The talks in Geneva are not likely to erode Russian resolve; on the contrary, they could play into Moscow’s strategy, said Joerg Forbrig, an Eastern Europe expert with the German Marshall Fund in Berlin. “The talks tomorrow, from the Russian side, are basically a tactical move to dangle the carrot of negotiations before the West. They’re a mechanism to postpone the possibility of sanctions from the European Union.”

Still, the West has cards it can play on behalf of its allies in Kyiv. The U.S., at least, has repeatedly threatened a harsher regimen of economic sanctions, a threat that will likely resurface in Geneva. At some point, analysts say, Europe will have to make good on its promised economic retaliation, too.

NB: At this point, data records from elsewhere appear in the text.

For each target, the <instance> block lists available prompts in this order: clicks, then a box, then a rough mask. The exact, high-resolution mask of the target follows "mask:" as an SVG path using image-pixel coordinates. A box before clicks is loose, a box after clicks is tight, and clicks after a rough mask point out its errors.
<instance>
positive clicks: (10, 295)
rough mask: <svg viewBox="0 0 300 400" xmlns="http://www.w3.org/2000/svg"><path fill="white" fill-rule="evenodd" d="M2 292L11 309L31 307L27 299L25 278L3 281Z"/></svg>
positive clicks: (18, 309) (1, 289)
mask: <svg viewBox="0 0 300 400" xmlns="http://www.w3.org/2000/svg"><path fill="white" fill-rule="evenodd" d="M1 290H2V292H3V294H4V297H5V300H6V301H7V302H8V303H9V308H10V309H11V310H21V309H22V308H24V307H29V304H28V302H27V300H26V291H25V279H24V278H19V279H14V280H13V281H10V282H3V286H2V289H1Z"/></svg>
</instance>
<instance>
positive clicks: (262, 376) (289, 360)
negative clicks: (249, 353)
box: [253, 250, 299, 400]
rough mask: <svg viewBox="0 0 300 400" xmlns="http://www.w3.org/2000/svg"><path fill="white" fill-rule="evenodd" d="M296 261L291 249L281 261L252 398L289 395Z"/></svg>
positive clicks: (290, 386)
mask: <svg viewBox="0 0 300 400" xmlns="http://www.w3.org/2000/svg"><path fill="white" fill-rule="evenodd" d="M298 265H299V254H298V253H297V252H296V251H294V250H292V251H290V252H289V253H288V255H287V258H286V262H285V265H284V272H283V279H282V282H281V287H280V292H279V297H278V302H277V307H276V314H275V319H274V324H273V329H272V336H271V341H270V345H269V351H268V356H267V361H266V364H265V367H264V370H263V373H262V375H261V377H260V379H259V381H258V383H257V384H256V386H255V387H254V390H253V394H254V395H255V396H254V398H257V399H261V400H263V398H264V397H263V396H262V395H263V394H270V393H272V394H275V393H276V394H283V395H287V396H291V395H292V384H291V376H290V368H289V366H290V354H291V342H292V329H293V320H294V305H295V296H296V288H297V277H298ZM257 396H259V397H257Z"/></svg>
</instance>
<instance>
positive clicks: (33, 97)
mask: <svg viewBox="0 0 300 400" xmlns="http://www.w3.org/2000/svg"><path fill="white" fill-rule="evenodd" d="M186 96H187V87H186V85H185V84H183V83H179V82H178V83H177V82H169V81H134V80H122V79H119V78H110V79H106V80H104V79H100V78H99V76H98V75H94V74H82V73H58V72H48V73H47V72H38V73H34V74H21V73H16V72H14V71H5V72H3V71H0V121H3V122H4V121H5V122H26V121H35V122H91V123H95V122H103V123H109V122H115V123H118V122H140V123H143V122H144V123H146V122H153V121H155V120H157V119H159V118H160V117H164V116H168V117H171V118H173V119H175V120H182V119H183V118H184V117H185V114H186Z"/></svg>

And even though military engagement with Russia would be highly undesirable for the cash-strapped, war-weary members of NATO, the military alliance announced on Wednesday it would bolster its presence along Ukraine’s eastern border with Russia, apparently to counter the threat posed by an estimated 40,000 Russian troops that have massed on the other side.

There will be “more planes in the air, more ships on the water, more readiness on the land,” said NATO chief Anders Fogh Rasmussen, who added that the buildup was about “deterrence and de-escalation” in the face of Russian aggression. After all, Crimea looms large as a resounding geopolitical victory for Putin over his Western rivals.

“We feel very strongly that the pattern of activities bears striking similarities to the situation in Crimea, ahead of the illegal Russian occupation and purported annexation of that part of Ukraine,” State Department spokeswoman Jen Psaki said Monday.

Most analysts do not expect Russia to invade mainland Ukraine as it did Crimea. Dividing Ukraine through federalization would be less costly — both geopolitically and economically — than conquering it. “I don’t think the annexation of the Donetsk region is an option at this stage of the crisis, but Russia’s strategy is flexible and can change” depending on the situation on the ground, Kononczuk said.

But there is nonetheless an urgency to these talks. As the diplomatic wrangling trudges along, Russia continues to stoke the divisions that underpin its narrative of the Ukrainian crisis, said Forbrig. “Russia is playing for time to create facts on the ground in Ukraine,” he said.

If Western leaders do not show a strong hand on Thursday, Putin will likely continue to have his way.

“Russia thinks the West is unable to impose any real sanctions on Russia, and to a large extent it is right. Putin understands the West much better than the West understands Putin,” said Kononczuk. “A weak response from the West after the Russian annexation of Crimea gave it a green light for further escalation, and Russia has shown it is ready to pay some costs of its actions in Ukraine.”